Sono stati denunciati per lesioni aggravate colpose e violazione degli obblighi di custodia i 5 proprietari dei famigerati cani morsicatori della frazione Cantone di Introdacqua e di via L’Aquila a Sulmona, nell’aquilano. Dopo i tanti episodi di aggressioni e violenze consumati da questi cani ai danni di passanti e altri animali, la comunità si organizza per avere un po’ di tranquillità.

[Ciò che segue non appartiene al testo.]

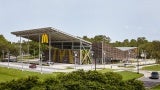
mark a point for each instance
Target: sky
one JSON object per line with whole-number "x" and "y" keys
{"x": 117, "y": 19}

Nel mirino dei morsicatori è finito anche il veterinario della frazione di Introdacqua che una settimana fa ha rimediato 50 punti di sutura ad una gamba e 30 giorni di prognosi per i morsi subiti da uno degli animali, solo ora, sottoposto a sequestro sanitario e sotto stretta osservazione per 15 giorni. Sì, solo ora, perché il suo branco, razza pitbull e corso, da anni semina il terrore in alcune strade cittadine aggredendo passanti e altri cani padronali che si trovano nelle vicinanze. Un anno fa una lunga serie di aggressioni e ricoveri al pronto soccorso, per le morsicate di questi cani, fece partire denunce e multe a cui però non è stato dato alcun seguito. Problema che non si vuole risolvere, per diversi timori, ed è proprio per questo che i residenti della frazione di Introdacqua e di via L’Aquila si fanno forza e si uniscono, con una petizione, per chiedere una volta per tutte di risolvere al meglio questa vicenda: “Prima che ci scappi il morto! – sottolineano preoccupati – Una vota raccolte le firme invieremo una lettera al procuratore della Repubblica di Sulmona, Giuseppe Bellelli, per chiedere sicurezza e tranquillità nella frazione di Introdacqua e a Sulmona dove questi cani ormai la fanno da padroni”.